Sen. John R. Edwards, D-N.C., called the EPA decision a "gift to polluters" that promised more smog, soot and more premature deaths. Edwards said the measures will delay, and perhaps defeat, efforts to make polluters follow the law and protect human health.
Mark Van Patten, president of the National Wildlife Federation, said the Bush administration's decision to weaken the Clean Air Act would result in more air pollution from power plants and refineries and jeopardize public health.
"By widening the loophole that has allowed old coal-fired power plants to avoid modern pollution controls for 30 years, this reckless action makes it more difficult to protect people and wildlife from the other major impacts of these power plants, including the buildup of toxic mercury contamination in the nation's waterways and the mounting toll of global warming," Van Patten said.
John L. Kirkwood, president of the American Lung Association said the decision comes on the heels of one of the worst smog seasons in recent years. "EPA's plan further tightens the air pollution noose around dozens of communities," Kirkwood said.

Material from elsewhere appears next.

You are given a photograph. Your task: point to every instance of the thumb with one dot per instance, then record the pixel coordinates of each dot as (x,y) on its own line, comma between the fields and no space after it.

Sierra Club Executive Director Carl Pope said the Bush administration has told polluters that they can "go ahead and dump more junk in the air."
"President Bush should instead enforce the law and tell power plants to reduce their pollution so our communities are healthier places to raise families," Pope said.
The oil and gas industry had pushed hard for changes to the Clean Air Act provisions in the months while the regulation was under review. During the 2002 election cycle, the industry contributed some $14.6 million to Republicans, according to the Center for Responsive Politics, a group that tracks campaign contributions. The electric industry contributed at least $11 million to the GOP.